5 Interesting And Unique Prasadams You Will Only Find In South India
- Sushmita Sengupta
Updated : June 04, 2022 05:06 IST
Many temples in South India are renowned for their unique prasadams. Here are some of our favourites.
South India is dotted with many ancient temples, some that even go back more than a thousand years. Whether it is the Meenakshi temple of Madurai to the Sri Venkateshwara Temple of Tirupati, devotees from all around the country flock to these temples every day to seek divine blessings. For history buffs, a tour of these temples has another significance altogether. Back in the day, many kings would commission huge funds and put some of their most skilled sculptors and artisans to build lavish temples. Till date, the craftsmanship is evident from the make of these temples. It takes plenty of people to keep these temples alive, but one of the most liveliest places in these temple premises has to be the kitchen. Considered one of the most pious places, these kitchens are very exclusive, with entry allowed to only a select few. The cooks are more often than not, Brahmins, who have been designated the task to feed the divine. Only the best quality ingredients are used and nothing less. Once the food is offered to the Gods, it is distributed among the devotees as Prasadam. Many temples in South India are renowned for their unique prasadams. Here are some of our favourites.

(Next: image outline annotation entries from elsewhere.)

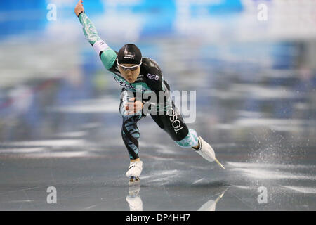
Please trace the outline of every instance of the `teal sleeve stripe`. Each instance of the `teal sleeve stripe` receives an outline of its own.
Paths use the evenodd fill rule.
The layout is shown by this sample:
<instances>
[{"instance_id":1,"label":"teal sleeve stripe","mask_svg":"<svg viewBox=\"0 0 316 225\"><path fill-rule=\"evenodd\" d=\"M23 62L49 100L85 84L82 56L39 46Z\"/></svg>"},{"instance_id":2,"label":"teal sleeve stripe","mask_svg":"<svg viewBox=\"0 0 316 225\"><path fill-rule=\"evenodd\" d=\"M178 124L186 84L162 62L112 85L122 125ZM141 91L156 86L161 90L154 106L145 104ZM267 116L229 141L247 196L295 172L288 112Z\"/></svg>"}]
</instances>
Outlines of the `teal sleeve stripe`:
<instances>
[{"instance_id":1,"label":"teal sleeve stripe","mask_svg":"<svg viewBox=\"0 0 316 225\"><path fill-rule=\"evenodd\" d=\"M115 63L117 53L114 50L108 48L103 51L100 56L102 63L107 70L110 70Z\"/></svg>"},{"instance_id":2,"label":"teal sleeve stripe","mask_svg":"<svg viewBox=\"0 0 316 225\"><path fill-rule=\"evenodd\" d=\"M81 24L86 39L93 46L96 41L100 41L101 39L98 35L98 32L94 27L93 23L90 20L86 13L81 13L79 17L80 23Z\"/></svg>"}]
</instances>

Madapalli Puliyodharai Or Temple-Style Tamarind Rice
This hot and tangy, comfort food comes with goodness of rice, tamarind, urad dal, chana dal, hing, red chilli powder and countless other spices. The prasad is prepared in one big uruli (cooking vessel with a big-mouth). The prasad is a common fixture in most Vishnu temples. One of the reasons why this prasad is so beloved is because, it can be made without onions and garlic, the non-satvic, but very essential ingredients in Indian dishes.

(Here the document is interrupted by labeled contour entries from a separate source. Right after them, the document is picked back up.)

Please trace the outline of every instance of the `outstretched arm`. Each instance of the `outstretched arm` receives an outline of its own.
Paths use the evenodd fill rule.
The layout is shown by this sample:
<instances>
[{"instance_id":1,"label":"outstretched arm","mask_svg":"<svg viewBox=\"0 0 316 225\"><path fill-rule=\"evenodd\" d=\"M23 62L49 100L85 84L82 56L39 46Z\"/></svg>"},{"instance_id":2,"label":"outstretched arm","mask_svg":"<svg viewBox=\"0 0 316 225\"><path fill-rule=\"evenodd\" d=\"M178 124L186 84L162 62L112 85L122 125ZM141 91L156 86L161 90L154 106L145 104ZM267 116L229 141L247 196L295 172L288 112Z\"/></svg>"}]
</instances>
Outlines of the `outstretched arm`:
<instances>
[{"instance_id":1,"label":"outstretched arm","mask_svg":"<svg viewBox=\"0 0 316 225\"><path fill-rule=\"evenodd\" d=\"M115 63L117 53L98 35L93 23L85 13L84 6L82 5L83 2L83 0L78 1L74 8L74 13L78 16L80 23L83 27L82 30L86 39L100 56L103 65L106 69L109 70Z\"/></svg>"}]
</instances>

The Dhandayuthapani Swami Temple, located in the Palani hills of Tamil Nadu is a temple dedicated to Lord Murugan or Kartik. One of the prasad offerings there, known Palani Panchamirthan, can even be dubbed as one of the oldest versions of jam. It is made of five foods (‘pancha’ means five in Tamil). This sticky, sweet concoction features a mix of fruits, sugar candy, jaggery, honey and cow ghee. The Prasadam also got a GI tag in the year 2019.
These spongy idlis are offered to Lord Vishnu in the Varadharaja Perumal Temple in Kanchipuram, Tamil Nadu. The history of these idlis can be traced back to the Pallava dynasty of ancient India. These idlis, also known as Kovil idlis, look very similar to regular idlis, except they come in shape of a small cylinder. They are also wrapped in Mandharia leaf before they are steamed. The traditional preparation is tedious, but if you are somewhere in the area do try these delicious idlis.

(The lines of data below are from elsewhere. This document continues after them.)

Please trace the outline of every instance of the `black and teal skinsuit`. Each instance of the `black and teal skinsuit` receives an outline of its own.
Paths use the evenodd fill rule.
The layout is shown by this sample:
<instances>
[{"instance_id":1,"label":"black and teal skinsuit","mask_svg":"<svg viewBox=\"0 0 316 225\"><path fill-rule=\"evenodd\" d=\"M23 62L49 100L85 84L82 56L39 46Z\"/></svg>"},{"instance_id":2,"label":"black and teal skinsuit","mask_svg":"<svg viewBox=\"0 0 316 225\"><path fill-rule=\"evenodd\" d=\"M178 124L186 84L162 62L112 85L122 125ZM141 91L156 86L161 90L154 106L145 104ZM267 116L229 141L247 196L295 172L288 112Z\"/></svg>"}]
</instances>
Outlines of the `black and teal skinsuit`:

One of the chief Prasad offerings of Thirumala Venkateshwara Temple at Tirupati, Tamil Nadu is the Tirupati ladoo. A ladoo so popular that it also has a GI tag to its credit. In one of his recent interviews while promoting ‘Thar’ actor Anil Kapoor also admitted that the Ladoo is in fact his most favourite dessert of all times. Tirupati is one of the largest and busiest temples in South India. Therefore, the number of ladoos made everyday also run in lakhs. More than 3 tonnes of urad dal, 6 tonnes of sugar, 2.5 tonnes of ghee, in addition to large amounts of raisins, cashewnuts and cardamom are used to make these ladoos, Food Historian KT Achaya notes in his book “Indian Food: A Historical Companion”.
The Azhagar Kovil temple of Tamil Nadu, situated about 20 kilometres away from Madurai, is famous for a number of things, one being its prasadam. Several farmers in the vicinity actually bring grains, rice and pulses to the temple as oferrings, which are ground and used to make Dosas as prasadam.